Figure out Preprocessing

nert-nlp / AMR-gs

AMR Parsing via Graph-Sequence Iterative Inference

MIT License

0 stars 0 forks source link

Figure out Preprocessing #4

Open ablodge opened 4 years ago

ablodge commented 4 years ago

Preprocessing in the parser is based on Zhang et al. 2019 and only works on AMRs. We need to figure out whether/how we want to handle preprocessing of UCCA, EDS, DRG, and PTG.

I think to get the preprocessing working on the new data, you only need to modify AMRIO to look more like AMRGraph.
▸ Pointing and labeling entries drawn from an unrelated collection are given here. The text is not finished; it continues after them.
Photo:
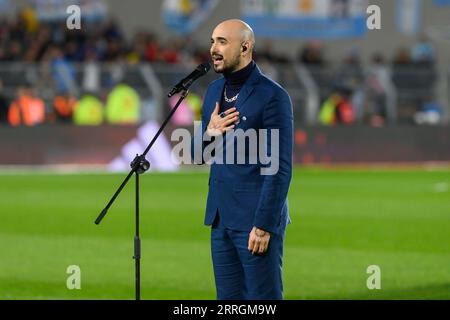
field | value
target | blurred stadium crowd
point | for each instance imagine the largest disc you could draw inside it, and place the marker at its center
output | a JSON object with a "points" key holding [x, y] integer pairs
{"points": [[49, 74]]}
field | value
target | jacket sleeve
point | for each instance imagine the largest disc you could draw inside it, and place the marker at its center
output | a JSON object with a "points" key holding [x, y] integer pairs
{"points": [[200, 139], [278, 115]]}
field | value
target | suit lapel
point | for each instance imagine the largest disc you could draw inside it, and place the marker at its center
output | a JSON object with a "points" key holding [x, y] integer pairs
{"points": [[247, 89]]}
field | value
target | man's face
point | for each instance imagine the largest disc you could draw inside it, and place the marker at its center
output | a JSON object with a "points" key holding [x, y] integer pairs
{"points": [[225, 50]]}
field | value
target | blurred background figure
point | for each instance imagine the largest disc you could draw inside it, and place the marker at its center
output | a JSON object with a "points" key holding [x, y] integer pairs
{"points": [[27, 109]]}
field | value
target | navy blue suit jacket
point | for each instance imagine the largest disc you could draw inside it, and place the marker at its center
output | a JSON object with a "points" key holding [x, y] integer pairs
{"points": [[243, 197]]}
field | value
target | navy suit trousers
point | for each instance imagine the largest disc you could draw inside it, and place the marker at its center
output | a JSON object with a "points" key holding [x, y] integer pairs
{"points": [[238, 273]]}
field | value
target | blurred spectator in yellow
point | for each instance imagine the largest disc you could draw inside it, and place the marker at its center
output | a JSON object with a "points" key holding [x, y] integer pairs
{"points": [[123, 105], [27, 109], [88, 111], [337, 109]]}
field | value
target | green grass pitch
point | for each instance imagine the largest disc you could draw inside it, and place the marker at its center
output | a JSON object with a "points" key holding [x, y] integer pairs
{"points": [[342, 222]]}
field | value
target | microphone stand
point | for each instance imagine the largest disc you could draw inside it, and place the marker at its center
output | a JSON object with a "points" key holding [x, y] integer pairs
{"points": [[140, 165]]}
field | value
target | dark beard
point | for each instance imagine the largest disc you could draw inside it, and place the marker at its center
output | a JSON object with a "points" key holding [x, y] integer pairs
{"points": [[229, 69]]}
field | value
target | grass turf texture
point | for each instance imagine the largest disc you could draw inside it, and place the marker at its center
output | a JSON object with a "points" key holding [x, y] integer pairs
{"points": [[343, 221]]}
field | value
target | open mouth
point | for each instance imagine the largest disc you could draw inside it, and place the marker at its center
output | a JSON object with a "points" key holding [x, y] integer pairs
{"points": [[217, 59]]}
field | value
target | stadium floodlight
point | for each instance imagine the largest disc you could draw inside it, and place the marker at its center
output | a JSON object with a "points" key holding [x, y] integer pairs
{"points": [[140, 165]]}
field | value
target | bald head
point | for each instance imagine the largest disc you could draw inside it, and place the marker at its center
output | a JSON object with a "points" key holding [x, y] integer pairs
{"points": [[239, 29], [232, 44]]}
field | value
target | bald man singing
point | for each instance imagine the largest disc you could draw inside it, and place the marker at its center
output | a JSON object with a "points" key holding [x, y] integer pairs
{"points": [[246, 206]]}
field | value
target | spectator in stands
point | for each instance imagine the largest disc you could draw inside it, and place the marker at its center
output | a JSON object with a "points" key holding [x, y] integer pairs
{"points": [[91, 73], [152, 50], [123, 105], [27, 109], [423, 51], [171, 53], [337, 109], [88, 111], [63, 107], [402, 57], [62, 70], [377, 84], [4, 106]]}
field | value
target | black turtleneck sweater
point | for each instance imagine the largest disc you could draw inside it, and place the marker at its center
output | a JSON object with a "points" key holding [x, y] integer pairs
{"points": [[233, 84]]}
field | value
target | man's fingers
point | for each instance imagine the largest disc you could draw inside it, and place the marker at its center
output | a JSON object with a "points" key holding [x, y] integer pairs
{"points": [[231, 115], [230, 121], [257, 245], [251, 243], [262, 248], [228, 111], [216, 109], [228, 128]]}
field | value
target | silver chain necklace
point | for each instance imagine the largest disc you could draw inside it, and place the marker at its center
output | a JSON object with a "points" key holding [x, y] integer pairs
{"points": [[229, 100]]}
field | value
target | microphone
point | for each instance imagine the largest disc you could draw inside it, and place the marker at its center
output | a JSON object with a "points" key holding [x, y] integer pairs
{"points": [[184, 84]]}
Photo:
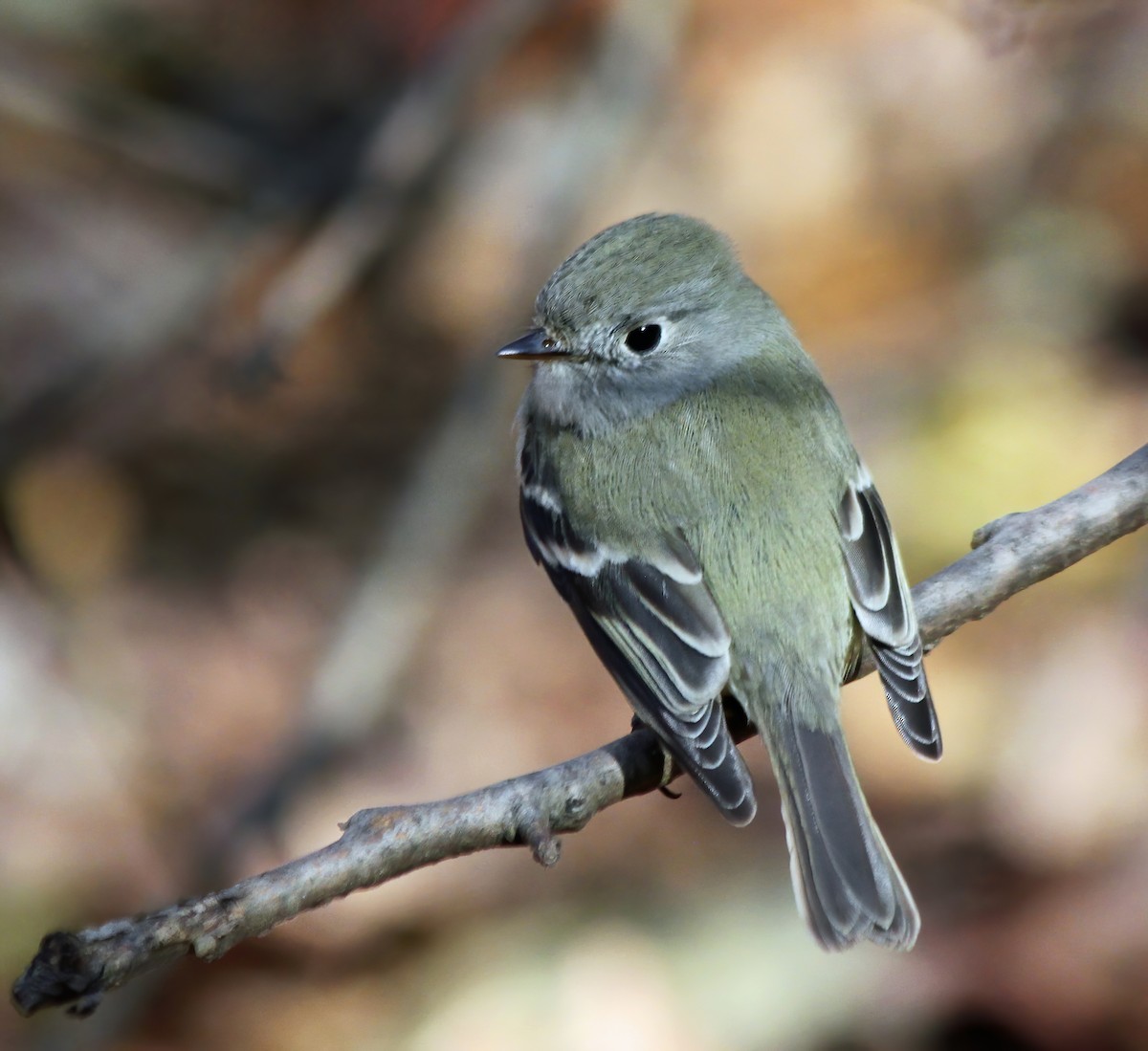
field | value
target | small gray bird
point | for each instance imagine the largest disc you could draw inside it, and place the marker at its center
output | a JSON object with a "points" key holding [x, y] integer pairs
{"points": [[689, 486]]}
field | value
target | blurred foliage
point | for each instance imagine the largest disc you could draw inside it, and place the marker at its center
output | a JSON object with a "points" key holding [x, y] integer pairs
{"points": [[261, 562]]}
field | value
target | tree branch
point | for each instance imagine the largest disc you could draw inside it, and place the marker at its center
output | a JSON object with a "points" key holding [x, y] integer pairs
{"points": [[380, 843]]}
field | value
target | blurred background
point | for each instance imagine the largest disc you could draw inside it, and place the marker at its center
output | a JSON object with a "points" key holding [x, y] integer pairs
{"points": [[261, 557]]}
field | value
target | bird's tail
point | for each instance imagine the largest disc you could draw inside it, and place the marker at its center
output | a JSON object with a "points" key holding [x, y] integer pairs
{"points": [[848, 885]]}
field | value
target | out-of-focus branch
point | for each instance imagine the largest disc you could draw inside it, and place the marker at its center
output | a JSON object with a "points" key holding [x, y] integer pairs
{"points": [[420, 537], [380, 843]]}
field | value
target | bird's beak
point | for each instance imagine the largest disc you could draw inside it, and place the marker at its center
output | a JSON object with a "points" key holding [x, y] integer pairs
{"points": [[534, 346]]}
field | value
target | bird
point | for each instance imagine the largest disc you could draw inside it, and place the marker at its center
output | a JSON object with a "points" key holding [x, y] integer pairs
{"points": [[689, 486]]}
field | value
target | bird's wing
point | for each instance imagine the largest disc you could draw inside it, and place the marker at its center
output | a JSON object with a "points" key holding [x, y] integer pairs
{"points": [[654, 625], [884, 608]]}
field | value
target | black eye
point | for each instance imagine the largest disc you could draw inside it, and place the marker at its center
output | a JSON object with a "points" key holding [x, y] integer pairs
{"points": [[644, 338]]}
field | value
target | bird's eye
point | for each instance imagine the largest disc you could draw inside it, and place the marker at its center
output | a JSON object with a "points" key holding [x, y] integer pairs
{"points": [[644, 338]]}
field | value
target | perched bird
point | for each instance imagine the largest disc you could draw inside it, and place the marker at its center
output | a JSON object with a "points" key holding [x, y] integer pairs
{"points": [[689, 486]]}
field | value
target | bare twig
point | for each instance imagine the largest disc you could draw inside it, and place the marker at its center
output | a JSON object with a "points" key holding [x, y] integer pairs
{"points": [[380, 843], [410, 569]]}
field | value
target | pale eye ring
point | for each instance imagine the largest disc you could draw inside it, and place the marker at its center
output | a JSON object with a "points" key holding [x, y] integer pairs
{"points": [[643, 338]]}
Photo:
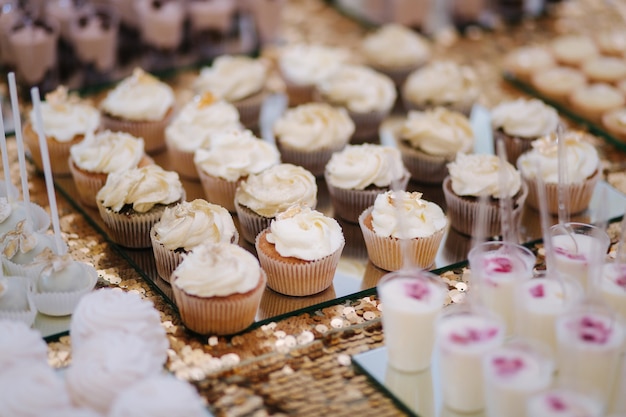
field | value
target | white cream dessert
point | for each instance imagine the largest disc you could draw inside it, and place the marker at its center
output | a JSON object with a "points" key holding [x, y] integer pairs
{"points": [[442, 83], [411, 300]]}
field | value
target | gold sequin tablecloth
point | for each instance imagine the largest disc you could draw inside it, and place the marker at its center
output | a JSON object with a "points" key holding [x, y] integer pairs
{"points": [[301, 364]]}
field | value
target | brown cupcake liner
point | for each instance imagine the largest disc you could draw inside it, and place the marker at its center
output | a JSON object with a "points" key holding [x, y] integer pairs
{"points": [[218, 190], [219, 315], [462, 211], [349, 204], [296, 277], [388, 253], [578, 194]]}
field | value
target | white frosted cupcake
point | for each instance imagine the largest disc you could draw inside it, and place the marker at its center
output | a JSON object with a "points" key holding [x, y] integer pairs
{"points": [[441, 83], [241, 81], [302, 66], [218, 288], [367, 95], [396, 51], [260, 197], [386, 228], [300, 251], [194, 126], [232, 157], [582, 175], [357, 174], [186, 225], [132, 201], [307, 135], [429, 139], [479, 175], [93, 159], [519, 122], [66, 120], [141, 105]]}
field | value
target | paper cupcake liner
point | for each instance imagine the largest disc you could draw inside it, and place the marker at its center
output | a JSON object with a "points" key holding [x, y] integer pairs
{"points": [[462, 211], [578, 194], [218, 190], [152, 132], [349, 204], [387, 252], [297, 277], [251, 223], [424, 168], [314, 160], [64, 303], [219, 315]]}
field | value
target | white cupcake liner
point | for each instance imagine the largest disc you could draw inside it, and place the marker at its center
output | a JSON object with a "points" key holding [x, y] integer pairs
{"points": [[388, 253], [64, 303], [298, 278], [219, 315]]}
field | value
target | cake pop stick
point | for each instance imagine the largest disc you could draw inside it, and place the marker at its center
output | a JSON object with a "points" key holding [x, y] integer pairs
{"points": [[45, 157]]}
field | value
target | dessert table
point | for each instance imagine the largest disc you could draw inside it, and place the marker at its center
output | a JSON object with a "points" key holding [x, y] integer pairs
{"points": [[301, 362]]}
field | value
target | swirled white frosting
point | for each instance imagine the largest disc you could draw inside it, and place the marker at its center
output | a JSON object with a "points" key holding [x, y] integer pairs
{"points": [[236, 154], [217, 270], [308, 64], [232, 78], [200, 119], [108, 152], [394, 45], [358, 88], [191, 223], [66, 116], [159, 396], [107, 365], [314, 126], [581, 158], [140, 97], [276, 189], [438, 132], [524, 118], [357, 167], [479, 175], [442, 82], [114, 310], [143, 188], [408, 217], [306, 234]]}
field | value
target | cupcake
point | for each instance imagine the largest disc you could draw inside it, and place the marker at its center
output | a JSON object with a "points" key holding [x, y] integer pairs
{"points": [[518, 122], [132, 201], [186, 225], [141, 105], [396, 51], [357, 174], [192, 129], [582, 174], [479, 175], [260, 197], [307, 135], [218, 288], [66, 120], [300, 251], [239, 80], [367, 95], [402, 229], [429, 139], [302, 66], [92, 160], [233, 156], [592, 101]]}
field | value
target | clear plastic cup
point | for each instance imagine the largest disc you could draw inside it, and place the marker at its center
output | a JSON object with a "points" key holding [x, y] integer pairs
{"points": [[499, 268], [411, 301], [465, 334]]}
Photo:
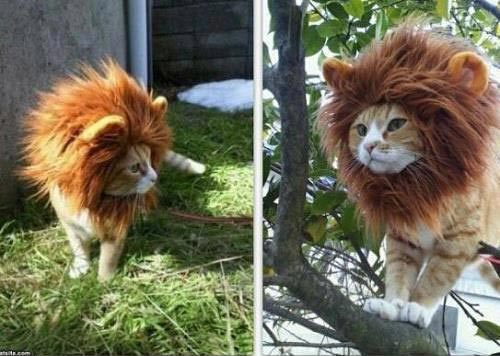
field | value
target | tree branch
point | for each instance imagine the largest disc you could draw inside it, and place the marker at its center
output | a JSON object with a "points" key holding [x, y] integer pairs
{"points": [[271, 306], [492, 9]]}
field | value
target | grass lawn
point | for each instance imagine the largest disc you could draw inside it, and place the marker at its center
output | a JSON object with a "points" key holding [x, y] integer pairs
{"points": [[183, 287]]}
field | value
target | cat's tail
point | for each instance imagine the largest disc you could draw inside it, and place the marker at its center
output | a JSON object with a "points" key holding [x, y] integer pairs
{"points": [[183, 163], [489, 273]]}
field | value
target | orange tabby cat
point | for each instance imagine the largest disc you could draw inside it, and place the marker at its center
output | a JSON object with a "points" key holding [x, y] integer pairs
{"points": [[94, 145], [414, 123]]}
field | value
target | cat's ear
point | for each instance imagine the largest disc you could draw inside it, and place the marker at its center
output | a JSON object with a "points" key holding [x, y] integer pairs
{"points": [[160, 105], [469, 70], [107, 124], [335, 70]]}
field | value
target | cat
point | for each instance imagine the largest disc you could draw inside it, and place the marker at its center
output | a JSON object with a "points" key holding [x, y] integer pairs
{"points": [[94, 145], [414, 123]]}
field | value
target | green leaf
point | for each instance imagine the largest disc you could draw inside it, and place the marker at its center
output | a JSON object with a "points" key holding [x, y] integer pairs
{"points": [[349, 221], [330, 28], [337, 10], [491, 329], [312, 41], [317, 229], [324, 203], [443, 8], [354, 8]]}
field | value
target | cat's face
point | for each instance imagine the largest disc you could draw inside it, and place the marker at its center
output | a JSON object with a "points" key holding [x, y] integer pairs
{"points": [[384, 139], [133, 174]]}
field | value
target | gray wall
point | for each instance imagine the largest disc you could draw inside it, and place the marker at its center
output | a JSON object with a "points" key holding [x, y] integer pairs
{"points": [[202, 40], [40, 41]]}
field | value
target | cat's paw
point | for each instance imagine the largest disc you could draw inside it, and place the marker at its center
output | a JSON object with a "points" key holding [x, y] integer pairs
{"points": [[383, 308], [416, 314], [78, 269]]}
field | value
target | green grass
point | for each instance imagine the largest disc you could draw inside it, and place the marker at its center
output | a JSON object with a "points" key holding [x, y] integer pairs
{"points": [[182, 287]]}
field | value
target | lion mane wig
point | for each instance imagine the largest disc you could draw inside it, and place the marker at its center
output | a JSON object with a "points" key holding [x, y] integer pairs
{"points": [[443, 86], [78, 131]]}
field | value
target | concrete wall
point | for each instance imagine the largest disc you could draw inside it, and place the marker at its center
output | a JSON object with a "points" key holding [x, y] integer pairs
{"points": [[202, 40], [40, 41]]}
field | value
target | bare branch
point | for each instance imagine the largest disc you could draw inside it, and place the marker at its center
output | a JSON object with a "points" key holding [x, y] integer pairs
{"points": [[271, 306]]}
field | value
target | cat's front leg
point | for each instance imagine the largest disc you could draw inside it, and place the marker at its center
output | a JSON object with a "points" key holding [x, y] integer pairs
{"points": [[80, 246], [444, 267], [403, 263], [111, 250]]}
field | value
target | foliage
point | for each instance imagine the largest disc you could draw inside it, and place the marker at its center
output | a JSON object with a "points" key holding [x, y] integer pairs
{"points": [[343, 29], [182, 287]]}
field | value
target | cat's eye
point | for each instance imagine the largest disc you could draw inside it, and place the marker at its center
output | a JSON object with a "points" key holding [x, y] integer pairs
{"points": [[396, 124], [135, 168], [362, 130]]}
One possible consequence of working without preprocessing: AMRGraph.py apparently expects attributes to be in a particular format or else it ignores them (line 63). While working on the parser without preprocessing, this basically results in all attributes being ignored.

ablodge commented 4 years ago

@jakpra Do you want to work on this one?

jakpra commented 4 years ago

Sure. I'd like to go about this by looking for general (linguistic/structural?) patterns within each framework and across frameworks. Like I said before, the Zhang+19 preprocessing looks very AMR-specific and not very principled. It has many special cases that handle just an individual word or construction. I'm all for handling long-tail phenomena, but I can't imagine that this style of preprocessing is worth spending a lot of time on.

I'll look into the attribute formatting; I guess a simple workaround could just be to comment out those lines that would ignore the "bad" ones... But most importantly, we should check what makes them "bad" and what the shared task has to say about that.

jakpra commented 4 years ago

[x] Disabled a bunch of AMR-specific well-formedness checks in AMRGraph.py for now so we don't lose anything from the other frameworks.
[ ] Have to check which of the checks should be re-enabled.
[x] Ran stanza to add features.
[x] Extracted vocabs.
[ ] Check what other (liguistically or otherwise) principled preprocessing steps we can do.
[ ] Implement additional preprocessing.
[ ] Run preprocessing.